I wish to solve the equation: $$\frac{\partial v}{\partial t}=-\frac{\partial v}{\partial x}$$ along with the boundary conditions: $$\frac{\partial v}{\partial x}\Bigg|_{x=0}=\frac{\partial v}{\partial x}\Bigg|_{x=1}$$
I want to use an $O(\delta x)^{2}$ stencil for the spacial derivative.

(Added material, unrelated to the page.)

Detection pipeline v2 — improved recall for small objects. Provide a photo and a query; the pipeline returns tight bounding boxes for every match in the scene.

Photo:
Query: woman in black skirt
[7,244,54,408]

So I have $$\frac{\partial v}{\partial x}\Bigg|_{t=t_{i},x=x_{j}}=-\frac{3}{2\delta x}v_{i,j}+\frac{2}{\delta x}v_{i,j-1}-\frac{1}{2\delta x}v_{i,j-2}$$, The stencil for my system is then: $$v_{i+1,j}=\left(1+\frac{3\alpha}{2}\right)v_{i,j}-2\alpha v_{i,j-1}+\frac{\alpha}{2}v_{i,j-1}$$ To deal with the boundary conditions I simply evaluate the governing equation at the boundary points to get: $$\frac{\partial v}{\partial t}\bigg|_{x=0,1}=0$$ which allows me to write: $$v_{i+1,1}=v_{i,1},\quad v_{i+1,N}=v_{i,N}$$ The issue then becomes at $j=2$, for this I evaluate the initial stencil at $j=2$ to obtain: $$v_{i+1,2}=\left(1+\frac{3\alpha}{2}\right)v_{i,2}-2\alpha v_{i,1}+\frac{\alpha}{2}v_{i,0}$$ To find the point at $j=0$ I use the boundary condition again in the form: $$\frac{\partial v}{\partial x}\Bigg|_{x=0}=\frac{v_{i,1}-v_{i,0}}{\delta x}=0$$ This allows me to write $v_{i,0}=v_{i,1}$, I then can write the stencil at $j=2$ as:
$$v_{i+1,2}=\left(1+\frac{3\alpha}{2}\right)v_{i,2}-\frac{3\alpha}{2}v_{i,1}$$
However when I run this, I get a numerical instability. Any idea what I'm doing wrong?